The buffer zones have also made it substantially more difficult for petitioners to distribute literature to arriving patients. As explained, because petitioners in Boston cannot readily identify patients before they enter the zone, they often cannot approach them in time to place literature near their hands—the most effective means of getting the patients to accept it. In Worcester and Springfield, the zones have pushed petitioners so far back from the clinics’ driveways that they can no longer even attempt to offer literature as drivers turn into the parking lots. In short, the Act operates to deprive petitioners of their two primary methods of communicating with patients.
In other words, buffer zones work. So they’ve got to go.
As I noted here before the Court’s decision, one of the biggest differences between the Hill decision and McCullen is the composition of the Court. Justice Alito replaced Justice Sandra Day O’Connor, and the Court hasmoved further to the right.
But now that we have the McCullen decision, I think another big difference is the Roberts Court decision in Gonzales v. Carhart, which in 2007 upheld the federal “Partial-Birth Abortion Ban Act of 2003.” In that decision, Justice Anthony Kennedy, writing for the 6-3 majority, justified upholding the ban in large part based on the unsubstantiated idea of abortion regret. “It seems unexceptionable to conclude some women come to regret their choice to abort the infant life they once created and sustained,” Kennedy wrote in Gonzales.
Is it any surprise then that a Court that so readily assumes to know what women do and do not regret as a means of upholding one anti-choice law would latch on to the unsubstantiated testimony of McCullen to strike at legislation designed to protect the rights of those very women Justice Kennedy concern-trolls in Gonzales?
I hate to say it, but it gets worse: Next term, the Roberts Court will hear the case of Elonis v.

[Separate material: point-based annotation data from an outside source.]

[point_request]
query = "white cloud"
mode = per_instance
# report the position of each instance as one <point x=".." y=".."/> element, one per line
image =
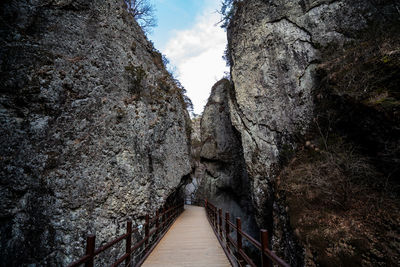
<point x="197" y="54"/>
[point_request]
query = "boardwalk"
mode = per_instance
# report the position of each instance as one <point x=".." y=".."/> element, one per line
<point x="189" y="242"/>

United States, a case that questions the constitutionality of laws that criminalize online threatening speech. At the heart of Elonis is a fight over what is and is not a “true threat”—the very question also at the heart of the emerging legal challenges to targeted, individual instances of clinic and provider harassment under the Federal Access to Clinic Entrances (FACE) Act and state-level anti-harassment and anti-stalking laws. The majority in McCullen points to these kinds of laws as proof that the Commonwealth of Massachusetts did not narrowly tailor its buffer zone law enough. If states and localities are so concerned about clinic violence, Roberts writes in McCullen, then they should look first to these laws, which in the Court’s opinion are far better suited to address instances of violence and harassment. Of course the opinion in McCullen is silent on the looming threats to even those protections.
Thursday’s decision didn’t strike down all buffer zones per se, but I suspect we’ll see more legal challenges to other buffer zones with anti-choice activists continuing to argue that Hill v. Colorado should be overturned. And if the Roberts Court’s approach to abortion rights is anything like its approach to voting rights or affirmative action policies, then we will see exactly that happen.
Which brings us back to our gentle, plump grandma and the very smart choice by the anti-
choice right to put her front-and-center in this fight. After all, what better way to make the case for gutting protections for patients and providers then to flip the script and make grandma the real victim.